Limiting grievances by PAPs to the Client’s Grievance Redress Mechanism (GRM) In the Project Summary Information (PSI), the Bank contends that the Client’s GRM is sufficient for responding to ‘any grievances that are raised in relation to the Project,’ and that there will be a GRM handling and reporting system to ensure transparency of all complaints processed. The AIIB and the Client, however, have not disclosed information on how the GRM can be accessed by the people.

In the meanwhile, the complaints handling mechanism of the AIIB is still under negotiation, nascent in its first months of development. This means it would not be possible for project affected people to address their grievances with the Bank directly.

Lack of meaningful response by AIIB to civil society’s information request Green Watershed applied for the information of the project since the ESMP omits the key pieces of information relating to the areas of impact, consultations and other key pieces of information pertinent to the Project. See below the request:

Bank’s response as follows:


Conclusion: Kicking the can of responsibility when it comes to information disclosure practices

The reply from Bank is unduly vague and does not answer the questions raised in the request.
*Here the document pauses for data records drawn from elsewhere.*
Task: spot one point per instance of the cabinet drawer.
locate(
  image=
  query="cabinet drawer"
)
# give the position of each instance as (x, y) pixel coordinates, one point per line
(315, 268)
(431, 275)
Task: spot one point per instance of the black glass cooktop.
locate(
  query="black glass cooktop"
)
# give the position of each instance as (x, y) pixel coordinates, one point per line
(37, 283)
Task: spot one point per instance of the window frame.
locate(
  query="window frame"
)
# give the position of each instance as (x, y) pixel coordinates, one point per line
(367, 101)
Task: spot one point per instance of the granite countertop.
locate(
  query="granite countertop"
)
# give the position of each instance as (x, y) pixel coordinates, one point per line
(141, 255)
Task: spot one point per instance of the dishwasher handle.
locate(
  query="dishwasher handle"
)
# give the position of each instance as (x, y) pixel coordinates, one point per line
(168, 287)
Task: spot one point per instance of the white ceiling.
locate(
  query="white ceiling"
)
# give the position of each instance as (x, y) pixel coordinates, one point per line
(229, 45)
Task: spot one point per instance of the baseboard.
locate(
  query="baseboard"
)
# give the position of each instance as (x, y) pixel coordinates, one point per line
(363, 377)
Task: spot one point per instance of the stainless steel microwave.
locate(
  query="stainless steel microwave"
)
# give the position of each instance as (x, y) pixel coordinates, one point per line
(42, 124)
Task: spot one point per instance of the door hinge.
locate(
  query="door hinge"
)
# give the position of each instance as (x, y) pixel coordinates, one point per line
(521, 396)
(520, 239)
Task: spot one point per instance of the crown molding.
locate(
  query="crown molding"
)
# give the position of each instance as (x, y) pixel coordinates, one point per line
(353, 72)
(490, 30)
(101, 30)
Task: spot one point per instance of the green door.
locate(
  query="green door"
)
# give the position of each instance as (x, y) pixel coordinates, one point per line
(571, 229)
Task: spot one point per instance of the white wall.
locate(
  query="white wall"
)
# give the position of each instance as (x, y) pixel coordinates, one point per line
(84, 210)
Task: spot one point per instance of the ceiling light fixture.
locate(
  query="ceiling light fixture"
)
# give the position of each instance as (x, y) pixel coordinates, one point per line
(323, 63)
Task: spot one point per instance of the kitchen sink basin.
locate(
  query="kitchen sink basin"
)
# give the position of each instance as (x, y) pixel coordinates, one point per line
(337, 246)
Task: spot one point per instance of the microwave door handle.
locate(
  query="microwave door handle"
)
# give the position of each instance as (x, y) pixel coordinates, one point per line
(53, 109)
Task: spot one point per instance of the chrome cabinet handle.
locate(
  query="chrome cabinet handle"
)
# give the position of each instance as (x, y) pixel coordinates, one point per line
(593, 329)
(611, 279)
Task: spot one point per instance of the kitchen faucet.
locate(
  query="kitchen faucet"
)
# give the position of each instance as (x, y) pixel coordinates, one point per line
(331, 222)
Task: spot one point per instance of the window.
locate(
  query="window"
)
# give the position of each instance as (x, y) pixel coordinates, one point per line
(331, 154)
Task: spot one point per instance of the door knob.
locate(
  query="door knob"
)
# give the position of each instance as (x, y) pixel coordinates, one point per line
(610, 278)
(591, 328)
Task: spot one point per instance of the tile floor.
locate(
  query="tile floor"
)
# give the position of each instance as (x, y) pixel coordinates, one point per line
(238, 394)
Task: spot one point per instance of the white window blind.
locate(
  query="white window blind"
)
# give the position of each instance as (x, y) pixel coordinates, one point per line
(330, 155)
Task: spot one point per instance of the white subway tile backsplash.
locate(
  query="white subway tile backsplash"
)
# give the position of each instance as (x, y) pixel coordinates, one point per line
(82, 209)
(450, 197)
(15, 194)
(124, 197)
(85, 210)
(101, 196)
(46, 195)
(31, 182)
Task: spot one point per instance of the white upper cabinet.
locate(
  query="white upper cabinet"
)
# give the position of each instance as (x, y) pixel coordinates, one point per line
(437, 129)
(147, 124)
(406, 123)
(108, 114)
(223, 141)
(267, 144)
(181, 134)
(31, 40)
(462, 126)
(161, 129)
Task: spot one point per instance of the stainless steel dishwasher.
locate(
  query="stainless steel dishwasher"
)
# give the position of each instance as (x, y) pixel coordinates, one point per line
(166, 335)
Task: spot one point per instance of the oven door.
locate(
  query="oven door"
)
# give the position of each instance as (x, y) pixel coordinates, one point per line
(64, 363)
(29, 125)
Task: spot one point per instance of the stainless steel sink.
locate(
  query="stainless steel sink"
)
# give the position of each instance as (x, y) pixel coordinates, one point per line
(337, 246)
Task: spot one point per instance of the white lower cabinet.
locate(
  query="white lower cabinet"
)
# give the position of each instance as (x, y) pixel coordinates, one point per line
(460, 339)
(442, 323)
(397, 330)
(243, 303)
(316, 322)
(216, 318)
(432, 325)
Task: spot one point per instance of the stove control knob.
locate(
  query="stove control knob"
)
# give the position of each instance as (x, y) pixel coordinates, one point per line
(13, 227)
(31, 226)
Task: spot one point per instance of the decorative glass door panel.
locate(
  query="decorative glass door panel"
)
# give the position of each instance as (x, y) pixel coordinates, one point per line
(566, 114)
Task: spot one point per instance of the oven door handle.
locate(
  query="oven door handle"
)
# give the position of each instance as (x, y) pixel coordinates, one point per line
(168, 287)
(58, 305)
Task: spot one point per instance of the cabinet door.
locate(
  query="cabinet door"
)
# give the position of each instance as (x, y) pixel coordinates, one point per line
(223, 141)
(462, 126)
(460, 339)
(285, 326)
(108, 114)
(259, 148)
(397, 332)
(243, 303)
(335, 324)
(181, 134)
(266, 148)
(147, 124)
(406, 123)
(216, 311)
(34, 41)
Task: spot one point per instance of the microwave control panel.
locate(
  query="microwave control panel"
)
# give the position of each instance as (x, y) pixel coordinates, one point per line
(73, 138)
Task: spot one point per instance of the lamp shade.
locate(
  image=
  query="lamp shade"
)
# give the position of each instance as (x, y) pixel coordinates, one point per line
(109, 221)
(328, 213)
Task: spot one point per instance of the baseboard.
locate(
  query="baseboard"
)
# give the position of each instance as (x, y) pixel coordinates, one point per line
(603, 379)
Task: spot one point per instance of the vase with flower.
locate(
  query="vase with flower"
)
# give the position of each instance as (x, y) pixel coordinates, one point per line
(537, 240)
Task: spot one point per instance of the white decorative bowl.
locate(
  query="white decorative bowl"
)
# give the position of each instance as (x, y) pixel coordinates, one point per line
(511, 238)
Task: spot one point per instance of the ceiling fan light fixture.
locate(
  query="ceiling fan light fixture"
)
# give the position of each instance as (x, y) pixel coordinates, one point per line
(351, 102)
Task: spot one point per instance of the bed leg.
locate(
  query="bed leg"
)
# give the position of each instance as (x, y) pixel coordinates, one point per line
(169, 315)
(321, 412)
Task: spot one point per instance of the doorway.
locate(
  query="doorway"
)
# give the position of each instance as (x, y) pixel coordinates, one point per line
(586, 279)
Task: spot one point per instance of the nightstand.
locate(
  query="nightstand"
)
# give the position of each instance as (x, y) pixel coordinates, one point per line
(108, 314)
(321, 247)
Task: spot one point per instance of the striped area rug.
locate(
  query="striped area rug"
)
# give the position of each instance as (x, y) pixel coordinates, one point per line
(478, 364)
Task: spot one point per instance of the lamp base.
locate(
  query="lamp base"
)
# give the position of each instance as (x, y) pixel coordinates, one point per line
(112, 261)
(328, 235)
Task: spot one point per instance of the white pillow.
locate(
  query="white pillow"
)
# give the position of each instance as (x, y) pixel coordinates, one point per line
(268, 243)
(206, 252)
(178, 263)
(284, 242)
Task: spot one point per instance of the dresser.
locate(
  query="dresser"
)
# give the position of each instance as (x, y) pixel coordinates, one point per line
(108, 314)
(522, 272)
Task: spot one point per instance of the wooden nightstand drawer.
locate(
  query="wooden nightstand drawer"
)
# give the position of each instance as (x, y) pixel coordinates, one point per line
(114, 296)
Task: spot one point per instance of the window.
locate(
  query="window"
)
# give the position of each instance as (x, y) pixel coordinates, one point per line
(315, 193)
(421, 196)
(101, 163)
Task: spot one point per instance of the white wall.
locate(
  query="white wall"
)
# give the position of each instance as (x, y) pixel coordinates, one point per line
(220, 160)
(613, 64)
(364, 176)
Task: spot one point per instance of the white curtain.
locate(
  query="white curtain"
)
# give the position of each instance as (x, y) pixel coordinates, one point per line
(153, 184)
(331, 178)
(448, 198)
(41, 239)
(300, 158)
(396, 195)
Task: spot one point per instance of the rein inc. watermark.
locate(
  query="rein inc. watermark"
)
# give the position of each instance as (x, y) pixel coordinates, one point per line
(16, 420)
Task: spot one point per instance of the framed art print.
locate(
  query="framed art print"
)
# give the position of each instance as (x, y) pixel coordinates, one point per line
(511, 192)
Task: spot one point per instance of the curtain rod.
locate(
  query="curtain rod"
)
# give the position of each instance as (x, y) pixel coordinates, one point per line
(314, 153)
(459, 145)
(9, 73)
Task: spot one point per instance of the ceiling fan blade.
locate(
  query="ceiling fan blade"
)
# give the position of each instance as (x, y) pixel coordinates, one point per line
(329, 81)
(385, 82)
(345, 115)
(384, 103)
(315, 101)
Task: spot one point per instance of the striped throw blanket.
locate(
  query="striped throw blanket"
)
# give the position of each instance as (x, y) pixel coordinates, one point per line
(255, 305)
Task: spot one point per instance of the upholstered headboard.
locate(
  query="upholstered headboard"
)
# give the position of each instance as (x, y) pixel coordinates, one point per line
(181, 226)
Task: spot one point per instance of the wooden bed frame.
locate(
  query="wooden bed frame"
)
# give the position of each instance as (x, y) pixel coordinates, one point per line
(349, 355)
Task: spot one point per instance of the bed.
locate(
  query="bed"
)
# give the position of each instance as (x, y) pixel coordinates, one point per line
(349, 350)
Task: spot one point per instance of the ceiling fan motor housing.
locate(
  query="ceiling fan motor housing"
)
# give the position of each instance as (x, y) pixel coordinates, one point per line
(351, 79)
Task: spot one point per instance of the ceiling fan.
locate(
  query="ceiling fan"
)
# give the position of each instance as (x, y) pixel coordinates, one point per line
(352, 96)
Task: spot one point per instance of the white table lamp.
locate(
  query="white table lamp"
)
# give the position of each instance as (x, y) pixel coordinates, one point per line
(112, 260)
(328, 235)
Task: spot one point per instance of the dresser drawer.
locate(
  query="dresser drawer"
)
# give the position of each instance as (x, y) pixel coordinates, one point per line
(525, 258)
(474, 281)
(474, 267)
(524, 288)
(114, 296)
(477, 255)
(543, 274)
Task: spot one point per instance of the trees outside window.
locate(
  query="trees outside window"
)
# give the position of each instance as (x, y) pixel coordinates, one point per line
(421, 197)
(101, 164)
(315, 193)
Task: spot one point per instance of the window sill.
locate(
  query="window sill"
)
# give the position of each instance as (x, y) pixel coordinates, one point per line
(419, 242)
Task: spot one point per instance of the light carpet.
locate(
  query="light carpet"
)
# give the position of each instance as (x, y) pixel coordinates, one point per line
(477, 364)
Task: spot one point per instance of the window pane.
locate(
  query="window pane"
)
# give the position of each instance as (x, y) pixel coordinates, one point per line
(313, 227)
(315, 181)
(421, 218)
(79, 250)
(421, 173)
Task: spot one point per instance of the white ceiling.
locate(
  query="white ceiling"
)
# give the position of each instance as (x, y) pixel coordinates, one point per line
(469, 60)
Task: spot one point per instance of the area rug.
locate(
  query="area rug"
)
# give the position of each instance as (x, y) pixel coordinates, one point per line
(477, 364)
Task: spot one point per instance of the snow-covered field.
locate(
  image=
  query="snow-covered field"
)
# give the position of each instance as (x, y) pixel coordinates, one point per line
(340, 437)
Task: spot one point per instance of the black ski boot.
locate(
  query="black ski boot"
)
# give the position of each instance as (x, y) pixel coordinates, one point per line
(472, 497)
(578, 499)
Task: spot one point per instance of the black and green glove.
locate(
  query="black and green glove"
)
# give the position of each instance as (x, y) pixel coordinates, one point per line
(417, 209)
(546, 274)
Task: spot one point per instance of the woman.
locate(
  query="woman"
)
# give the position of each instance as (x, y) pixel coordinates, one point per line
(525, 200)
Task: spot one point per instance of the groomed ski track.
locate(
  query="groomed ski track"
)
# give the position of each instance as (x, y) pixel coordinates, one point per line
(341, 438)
It demonstrates in our view the failure of the Bank in carrying out due diligence as per ESF and the Public Information Requests Processing Directive,6 which stipulates in instances where requested information should not be disclosed, the response by the Bank should be accompanied by a written explanation, together with information on the right to submit an appeal to the Vice President, Corporate Secretary.

In the response to the information request filed by Green Watershed, the Bank merely refers to ‘the standards and approaches used in ESMP are deemed to be appropriate and in line with international standards and practices of multilateral development banks.’ And for standards and approaches of ‘similar projects,’ wrote the Bank, ‘please refer to the IFC’s and ADB’s (private sector operation) websites.’ As the Beijing Air Quality Improvement Project is a standalone project by the AIIB, it hardly makes any sense to contact the IFC and ADB, which according to the Project PSI were and are still not financiers to the Project.

In ensuring the Bank complies with its own ESF and policies, it shall at a minimum screen the extent and quality of information provided by its Client during a project appraisal due diligence screening phase, before the Project goes to the Board for approval. Failure in committing to disclosing important environmental and social information puts the Bank’s competency in question, and its reputation at risk, especially if the official response to a request avoids answering the necessary questions while bouncing the can of responsibility to its Client, over which the Bank should have maintained supervision and other banks that are not involved in the Project.

Further, the official response from the Bank points to gaps of due diligence practices that, if not corrected, are in fact non-compliances with the ESF. The current information disclosure and consultation are quite insufficient, and the project-level Grievance Mechanism is also not established yet.